I opted for the card before I went the next time and had no problems, in fact no one even bothered to look at my log to see if I had any experience at anything, so the card is the way to go! :shakehead:
 
Devon,

I have to agree with Ben and David -- the Keys definitely asks for AOW cert cards and wants to see your log book if you request a site deeper than 40 ft (11-12m). Furthermore, if you haven't dived in a year, you have to do a checkout dive with their DM.

My husband came in under the window of one year by just a couple of weeks, but he'd have been highly PO'd if he'd had to do a check-out or be baby-sat.

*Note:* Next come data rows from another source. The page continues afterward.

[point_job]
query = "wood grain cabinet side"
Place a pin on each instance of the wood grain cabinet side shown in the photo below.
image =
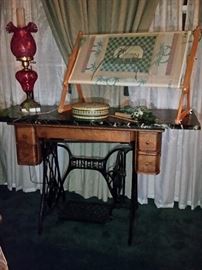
(28, 146)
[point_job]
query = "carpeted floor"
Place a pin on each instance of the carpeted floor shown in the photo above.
(164, 239)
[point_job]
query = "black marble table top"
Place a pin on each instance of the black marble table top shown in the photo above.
(165, 118)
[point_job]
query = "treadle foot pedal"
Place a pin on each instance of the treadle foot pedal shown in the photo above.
(86, 211)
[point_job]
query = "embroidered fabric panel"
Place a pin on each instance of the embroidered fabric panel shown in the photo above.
(149, 59)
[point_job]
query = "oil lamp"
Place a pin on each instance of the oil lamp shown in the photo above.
(23, 47)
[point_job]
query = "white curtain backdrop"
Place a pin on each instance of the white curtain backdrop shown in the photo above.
(181, 171)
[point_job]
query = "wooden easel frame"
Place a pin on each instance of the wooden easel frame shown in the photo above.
(71, 61)
(184, 107)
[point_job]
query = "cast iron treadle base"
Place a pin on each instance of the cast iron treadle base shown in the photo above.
(86, 211)
(53, 190)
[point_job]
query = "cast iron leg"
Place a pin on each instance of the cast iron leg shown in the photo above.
(134, 200)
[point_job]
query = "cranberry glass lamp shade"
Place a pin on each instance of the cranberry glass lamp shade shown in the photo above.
(22, 44)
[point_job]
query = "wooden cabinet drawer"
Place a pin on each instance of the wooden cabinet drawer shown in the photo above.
(28, 154)
(149, 141)
(149, 164)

This is a result of our "everyone else is to blame for me getting hurt because I'm stupid" litigious society. PADI may not require a class to match depth, but many dive ops do.
 
My first dive off of a charter was to 30 (ish) metres (The Boland in Lake Erie). It was my 15th or so dive and I went with my club. I was comfortable and did not have any issues, but I could see how someone could be intimidated by that depth. I am a huge fan of redundant safety and in addition to my gas management plan I carried my 19cft pony. It is more about comfort than what card you carry.
 
And the 33ft is a correct depth for that area because there aren't many places in between...a few exceptions, but otherwise it's 15-30 ft. reefs, or wrecks at 80+ :dontknow:

Exactly MY experience! Up until my "AOW" I made sure that my dive buddies physically SIGNED my logs just in case. I was a disillusioned "experience will open doors" kind of person. One place I happened to go took it as proof of deep experience, but wasn't going anywhere other than shallow reefs the week I was there. Another place saw my log and said "great, but we'll need to stick you with a DM to do the dives you want, and it will cost you $50. more each trip!" So I figured I better succumb to it and just get the card!

I opted for the card before I went the next time and had no problems, in fact no one even bothered to look at my log to see if I had any experience at anything, so the card is the way to go! :shakehead:
wow for about 150 dollars you can get the card. That means three dives with the dive master would land you the same price as it would be to just take the course!